30. September 2011 · Kommentare deaktiviert für Nicht fassbar, der böse Mainstream · Kategorien: Bretter · Tags: , , , , , ,


„Ein erfolgreiches Theaterprogramm macht sich leicht“, meint Festivalkurator Matthias von Hartz (im Rahmen dieses Gesprächs). „Für ein erfolgreiches Theaterprogramm brauche ich erstmal viel Geld, mit dem lade ich Batsheva ein, und schon habe ich drei Abende lang ein ausverkauftes Haus.“ Es ist eindeutig, dass von Hartz seinen Kuratorenjob anders versteht (was ihn nicht hinderte, Batsheva selbst schon zum Hamburger Sommerfestival einzuladen, vor zwei oder drei Jahren, ein beglückendes Erlebnis).

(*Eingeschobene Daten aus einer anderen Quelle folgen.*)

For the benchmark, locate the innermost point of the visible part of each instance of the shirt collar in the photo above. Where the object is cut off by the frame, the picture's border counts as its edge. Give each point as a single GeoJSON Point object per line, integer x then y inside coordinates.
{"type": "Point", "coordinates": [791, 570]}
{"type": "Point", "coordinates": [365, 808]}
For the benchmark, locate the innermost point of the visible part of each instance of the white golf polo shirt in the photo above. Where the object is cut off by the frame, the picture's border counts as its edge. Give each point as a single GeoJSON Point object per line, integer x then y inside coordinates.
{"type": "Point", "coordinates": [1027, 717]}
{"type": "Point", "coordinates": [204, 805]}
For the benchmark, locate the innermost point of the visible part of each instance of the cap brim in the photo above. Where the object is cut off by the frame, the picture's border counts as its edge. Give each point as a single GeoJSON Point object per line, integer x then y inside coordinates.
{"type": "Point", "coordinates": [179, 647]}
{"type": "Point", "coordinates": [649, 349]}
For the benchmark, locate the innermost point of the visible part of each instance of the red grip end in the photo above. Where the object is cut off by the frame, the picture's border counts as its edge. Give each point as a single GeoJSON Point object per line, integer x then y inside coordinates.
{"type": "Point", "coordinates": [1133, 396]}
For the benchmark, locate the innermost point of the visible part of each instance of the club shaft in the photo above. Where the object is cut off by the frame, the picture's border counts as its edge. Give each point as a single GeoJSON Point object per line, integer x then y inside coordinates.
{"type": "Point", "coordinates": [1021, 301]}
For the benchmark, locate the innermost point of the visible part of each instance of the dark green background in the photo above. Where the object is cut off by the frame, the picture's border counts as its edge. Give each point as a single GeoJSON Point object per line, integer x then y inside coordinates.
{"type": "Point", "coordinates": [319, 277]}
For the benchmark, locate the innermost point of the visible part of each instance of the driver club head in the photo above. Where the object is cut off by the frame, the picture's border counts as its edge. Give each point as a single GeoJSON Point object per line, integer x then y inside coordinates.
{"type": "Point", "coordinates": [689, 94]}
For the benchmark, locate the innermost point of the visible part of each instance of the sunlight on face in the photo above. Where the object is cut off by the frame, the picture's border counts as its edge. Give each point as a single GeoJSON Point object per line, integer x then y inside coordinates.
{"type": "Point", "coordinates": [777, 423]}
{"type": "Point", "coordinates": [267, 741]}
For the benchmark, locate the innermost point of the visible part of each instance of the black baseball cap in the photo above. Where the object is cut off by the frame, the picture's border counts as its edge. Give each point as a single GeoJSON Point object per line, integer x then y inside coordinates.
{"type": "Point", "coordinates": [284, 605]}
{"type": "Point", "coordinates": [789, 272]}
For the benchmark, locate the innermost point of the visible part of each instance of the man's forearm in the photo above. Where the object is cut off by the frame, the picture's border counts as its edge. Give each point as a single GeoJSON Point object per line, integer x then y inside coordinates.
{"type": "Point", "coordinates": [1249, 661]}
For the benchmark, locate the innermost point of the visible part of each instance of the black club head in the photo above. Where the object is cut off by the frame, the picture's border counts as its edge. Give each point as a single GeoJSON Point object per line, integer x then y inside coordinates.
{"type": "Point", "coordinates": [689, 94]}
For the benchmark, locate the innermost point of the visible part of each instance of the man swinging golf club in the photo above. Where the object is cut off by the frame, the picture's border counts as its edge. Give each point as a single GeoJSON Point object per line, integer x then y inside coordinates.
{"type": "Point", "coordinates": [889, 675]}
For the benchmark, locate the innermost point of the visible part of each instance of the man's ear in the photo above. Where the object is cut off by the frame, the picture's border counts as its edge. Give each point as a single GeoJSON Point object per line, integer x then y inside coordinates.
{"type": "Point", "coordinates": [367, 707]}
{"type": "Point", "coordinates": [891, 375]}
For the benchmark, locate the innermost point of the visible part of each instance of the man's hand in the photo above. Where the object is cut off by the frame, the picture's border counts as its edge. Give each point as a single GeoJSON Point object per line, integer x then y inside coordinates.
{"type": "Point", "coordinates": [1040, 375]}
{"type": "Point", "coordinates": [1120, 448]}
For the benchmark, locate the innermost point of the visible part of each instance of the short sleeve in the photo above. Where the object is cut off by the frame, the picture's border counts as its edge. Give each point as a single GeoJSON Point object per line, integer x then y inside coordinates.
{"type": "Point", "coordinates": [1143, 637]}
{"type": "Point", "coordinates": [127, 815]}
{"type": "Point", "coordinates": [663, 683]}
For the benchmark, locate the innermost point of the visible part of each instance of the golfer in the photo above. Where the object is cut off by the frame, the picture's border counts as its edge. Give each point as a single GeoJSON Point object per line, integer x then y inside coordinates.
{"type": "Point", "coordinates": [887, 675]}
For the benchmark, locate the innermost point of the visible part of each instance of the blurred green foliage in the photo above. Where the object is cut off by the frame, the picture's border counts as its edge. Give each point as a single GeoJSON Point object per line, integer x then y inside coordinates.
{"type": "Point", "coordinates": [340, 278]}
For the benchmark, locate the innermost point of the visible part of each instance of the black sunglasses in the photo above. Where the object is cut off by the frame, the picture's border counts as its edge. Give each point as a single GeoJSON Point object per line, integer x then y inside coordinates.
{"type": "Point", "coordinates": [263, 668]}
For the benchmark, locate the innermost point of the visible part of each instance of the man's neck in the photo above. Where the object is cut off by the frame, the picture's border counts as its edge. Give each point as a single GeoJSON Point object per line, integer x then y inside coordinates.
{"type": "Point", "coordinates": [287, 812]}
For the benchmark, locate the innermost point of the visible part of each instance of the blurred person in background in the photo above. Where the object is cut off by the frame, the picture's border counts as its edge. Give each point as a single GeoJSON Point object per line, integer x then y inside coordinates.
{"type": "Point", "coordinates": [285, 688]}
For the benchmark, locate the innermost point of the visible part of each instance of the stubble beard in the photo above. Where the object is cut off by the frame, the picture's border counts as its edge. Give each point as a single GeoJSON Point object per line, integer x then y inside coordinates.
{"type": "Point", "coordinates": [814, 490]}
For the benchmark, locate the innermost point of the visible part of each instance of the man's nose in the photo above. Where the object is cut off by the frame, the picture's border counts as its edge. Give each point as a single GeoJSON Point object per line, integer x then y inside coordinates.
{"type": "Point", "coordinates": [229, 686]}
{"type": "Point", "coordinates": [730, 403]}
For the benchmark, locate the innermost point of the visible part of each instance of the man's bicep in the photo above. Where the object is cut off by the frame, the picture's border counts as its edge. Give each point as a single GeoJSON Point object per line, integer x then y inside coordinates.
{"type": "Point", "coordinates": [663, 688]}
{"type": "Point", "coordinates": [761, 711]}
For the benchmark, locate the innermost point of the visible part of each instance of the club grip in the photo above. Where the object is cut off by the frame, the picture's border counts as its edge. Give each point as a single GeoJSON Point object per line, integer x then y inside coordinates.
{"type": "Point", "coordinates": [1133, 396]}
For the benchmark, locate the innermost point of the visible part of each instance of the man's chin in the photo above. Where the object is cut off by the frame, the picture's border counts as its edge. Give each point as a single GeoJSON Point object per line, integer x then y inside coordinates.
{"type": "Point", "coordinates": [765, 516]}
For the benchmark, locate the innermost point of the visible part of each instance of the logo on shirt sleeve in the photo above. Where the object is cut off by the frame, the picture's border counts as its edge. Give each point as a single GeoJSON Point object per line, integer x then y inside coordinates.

Und, ja, die Batsheva Dance Company aus Tel Aviv ist Mainstream. Tanz, der ein großes Publikum erfreut, ohne auch nur einmal unter Niveau zu unterhalten. Die erste Viertelstunde des Gastspiels „Sadeh21“ auf Kampnagel: eine Feier des trainierten Körpers, unironisch, perfekt, mehr Sport als Lust. Aber, klar, ich feiere mit, gleichzeitig bin ich schon jetzt ein wenig gelangweilt, weil, ich weiß ja schon, was als nächstes kommt, gleich tritt ein weiterer durchtrainierter Tänzer auf und zeigt eine atemberaubend tolle Bewegungsfolge, gerade kam einer von links, gleich dürfte also einer von rechts kommen. Und dann kommt einer von rechts. Toll.
Aber dann. Gibt es plötzlich leichte Irritationen, trägt eine Tänzerin plötzlich einen unvorstellbar hässlichen Badeanzug, überhaupt: die Kostüme! Trendfarben, sexy, sicher. Aber auch einen Tick zuviel, Sportklamotten, die die hippen Scheußlichkeiten der aktuellen American Apparel-Kollektion nachzeichnen. Plötzlich schweben die Tänzer im Abendkleid über die Bühne, plötzlich bildet das Ensemble einen Tanzkreis von schreiendem Kitsch, hält sich an den Händen, um Himmels Willen! Plötzlich ist das, was diese Frauengruppe da vorne macht, gar keine ausgefeilte Choreografie mehr, plötzlich ist das, hüstel, Luftgitarrenspiel.
Das ist alles kein Witz, klar. Dass ein Tänzer seiner Partnerin an einer Stelle mit einer harschen Bewegung die Hose runterzieht, das erzählt auch etwas über Geschlechterbeziehungen, das erzählt nicht zuletzt etwas über gewaltförmige Sexualität. Aber das sorgt auch dafür, dass perfekte Bewegung erstmal nicht mehr möglich ist, mit einer Hose, die irgendwo auf Knöchelhöhe hängt. Alles an „Sadeh21“ funktioniert, alles sabotiert dieses Funktionieren im nächsten Schritt gleich wieder. Alles ist großartig, sicher.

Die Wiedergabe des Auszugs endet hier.